Senate Republicans unveiled their highly-anticipated Obamacare repeal bill on Thursday, and are aiming to hold a vote on the legislation before the end of June. But unlike the House version of the legislation, it's not called the American Health Care Act. In the Senate, the GOP health care plan is called the Better Care Reconciliation Act (BCRA).
Although Republican leadership hasn't explained the new name, it presumably comes from the fact that the GOP plans to use a parliamentary process known as budget reconciliation in order to pass the bill. Under budget reconciliation, or reconciliation for short, a piece of legislation is "filibuster-proof," and only needs 51 votes to pass. The trade-off is that a bill can only be passed through reconciliation if it meets certain stringent requirements, and it's currently unclear whether the Republican bill does so.
The BCRA would reduce financial assistance for low-income Americans purchasing health care, defund Planned Parenthood for one year, phase out Obamacare's Medicaid expansion by 2021, cut other forms of Medicaid spending and implement a number of tax cuts for high-income Americans. The legislation would also allow states to opt-out of Obamacare's Essential Health Requirements, a change that would pave the way for insurers denying comprehensive coverage to people with pre-existing conditions.
It's currently unclear whether or not the BCRA will clear the Senate.

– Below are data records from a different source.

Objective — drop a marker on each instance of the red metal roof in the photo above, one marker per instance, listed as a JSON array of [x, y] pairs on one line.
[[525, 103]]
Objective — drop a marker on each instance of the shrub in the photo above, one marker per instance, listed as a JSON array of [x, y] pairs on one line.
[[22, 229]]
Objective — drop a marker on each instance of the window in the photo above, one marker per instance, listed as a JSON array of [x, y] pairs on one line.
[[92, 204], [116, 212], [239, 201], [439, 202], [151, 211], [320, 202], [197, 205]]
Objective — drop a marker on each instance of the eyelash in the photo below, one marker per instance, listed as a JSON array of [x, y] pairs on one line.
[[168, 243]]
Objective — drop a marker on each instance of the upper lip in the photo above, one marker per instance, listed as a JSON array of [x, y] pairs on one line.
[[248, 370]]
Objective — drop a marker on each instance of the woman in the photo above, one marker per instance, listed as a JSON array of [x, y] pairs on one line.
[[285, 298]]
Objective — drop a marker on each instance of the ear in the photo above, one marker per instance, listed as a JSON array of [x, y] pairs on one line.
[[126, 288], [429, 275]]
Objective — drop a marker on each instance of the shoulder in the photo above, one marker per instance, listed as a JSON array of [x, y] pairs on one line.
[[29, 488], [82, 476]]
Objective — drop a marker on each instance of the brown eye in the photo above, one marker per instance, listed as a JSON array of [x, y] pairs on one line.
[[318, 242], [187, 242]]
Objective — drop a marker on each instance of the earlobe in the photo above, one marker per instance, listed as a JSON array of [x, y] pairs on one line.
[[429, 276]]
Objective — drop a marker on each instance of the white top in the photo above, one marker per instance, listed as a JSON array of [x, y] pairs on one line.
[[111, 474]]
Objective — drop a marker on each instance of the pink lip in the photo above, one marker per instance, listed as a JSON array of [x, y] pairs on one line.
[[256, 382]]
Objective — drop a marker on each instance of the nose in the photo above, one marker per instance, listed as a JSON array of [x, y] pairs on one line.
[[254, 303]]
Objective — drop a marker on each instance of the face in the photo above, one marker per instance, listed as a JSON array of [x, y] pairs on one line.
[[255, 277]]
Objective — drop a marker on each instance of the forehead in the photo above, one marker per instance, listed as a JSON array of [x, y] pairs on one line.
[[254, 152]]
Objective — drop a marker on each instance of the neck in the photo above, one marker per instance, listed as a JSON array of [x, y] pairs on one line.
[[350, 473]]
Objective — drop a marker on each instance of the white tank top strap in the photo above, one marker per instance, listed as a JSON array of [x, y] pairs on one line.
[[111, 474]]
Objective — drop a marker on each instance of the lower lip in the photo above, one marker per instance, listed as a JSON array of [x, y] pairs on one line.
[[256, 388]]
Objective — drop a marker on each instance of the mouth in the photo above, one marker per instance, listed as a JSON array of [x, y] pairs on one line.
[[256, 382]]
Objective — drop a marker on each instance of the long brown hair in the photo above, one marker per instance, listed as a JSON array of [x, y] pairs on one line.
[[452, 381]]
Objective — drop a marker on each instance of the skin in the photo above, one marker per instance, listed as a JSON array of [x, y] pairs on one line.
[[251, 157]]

Republican leadership can only afford to lose two votes on the legislation in order to pass it, assuming that every Senate Democrat votes against it. So far, five Republican Senators have said they can't support the bill in its current form, which in theory is more than enough opposition to doom the BCRA. However, the legislation can be amended before it's put up for a vote, so it's still possible that it will be tweaked enough to gain the support of enough Republicans to pass.
The Congressional Budget Office hasn't yet scored the BCRA, and the Senate won't vote on the bill until it's scored. The CBO did score the House's AHCA, however, which is very similar to the BCRA. The House version would drastically reduce coverage, according to the CBO, with 23 million Americans losing their health insurance by 2026.
President Trump has said that the bill is "very good" but needs "a little negotiation." Former President Obama weighed in on BCRA as well, saying that it's "not a health care bill" and criticizing the "fundamental meanness at the core of this legislation."